Over the past three years, despite the difficulties posed by the pandemic, we have succeeded in establishing a new era of collaboration. We have brought together businesses, Sefton Council, the Combined Authority, Southport College and leading academics and kick-started a new conversation.

Our retail and leisure businesses are fantastic and we have also looked to highlight the work of local companies people wouldn’t normally associate with the town. There are world class manufacturers and thriving professional services firms right here in Southport. We also have cutting-edge digital ventures.

And it is in the digital sphere where I think we need to push hardest. Digital technology plays a central role in our lives in a myriad of ways. For most businesses, investing in digital innovation is no longer optional.

Southport needs to be fully plugged in to what is called the Fourth Industrial Revolution. Our businesses and homes need broadband access that is superfast and reliable. And the answer lies right under our feet.

The Hibernia Express is a 2,800-mile long fibre-optic cable that connects North America and the UK – and it is one of two that comes ashore right here in Southport.

It is recognised as the fastest cable coming into the UK, sending data back and forth across the Atlantic in milliseconds. If we can tap into that cable, imagine the possibilities that would open up for Southport.

Southport BID is in discussions with LCR Connect  over making sure our town is fully included in the £30m LCR Connect project. This is a joint venture between the CA, ITS Technology Group and NGE to deliver broadband speeds of 1,000mbps by 2025.

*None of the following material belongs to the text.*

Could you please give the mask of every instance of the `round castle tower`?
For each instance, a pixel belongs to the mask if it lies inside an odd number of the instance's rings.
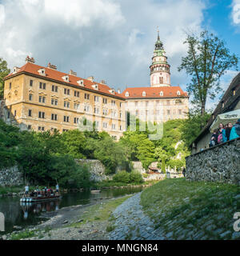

I have also been working with key individuals to see how we can turn Southport into a thriving digital hub. They include Alex Moretti, co-founder of VR games developer Fallen Planet and leading academic Dr Eric Lybeck.

Dr Lybeck is a Presidential Fellow at the Manchester Institute of Education. He is now working with us to look at ways of growing sectors such as digital in the town and creating new hubs where people can collaborate and innovate. This will help us tackle the issue of ‘youth flight’ and give young people more of a reason to stay in Southport.


Crown Buildings
Crown Buildings in Southport, home to the Enterprise Arcade project


I am also proud of the contribution we have made to making the new £1.5m Enterprise Arcade a reality. Located in Crown Buildings in Southport town centre, the facility will be a 15,000 sq ft hub for individuals, freelancers, enterprises, and independent digital sector professionals. It is likely to be operated by Baltic Creative which has been so successful in Liverpool.

Southport secured £37.5m from the Government’s Town Deal fund. That is already being put to good use. Sefton Council is pressing ahead with plans to build a new events and convention centre at Marine Lake.

This is all good news for Southport but it is only the start. Regeneration is not a one-off event. It needs to be constant and ongoing. Southport needs to continually grow and evolve.

BID represents hundreds of businesses in the town. We have a voice and we intend to use it. There is much we can do as BIDs on the ground but we can also use that voice to make ourselves heard by the decision-makers at borough, city region and Government level.

Lobbying those in power has to become an increasingly important part of the job we do. Key to the Levelling Up process is information on what is needed on the ground. BIDs can offer evidence-based ideas on how to grow our local economies. We are armed with data, both quantitative and qualitative, and we intend to use that to make our case.

What we have demonstrated at the BID over the past couple of years is the power of collaboration and bringing people, businesses and organisations together. That is how we create a new narrative for Southport and write the next chapter in its history.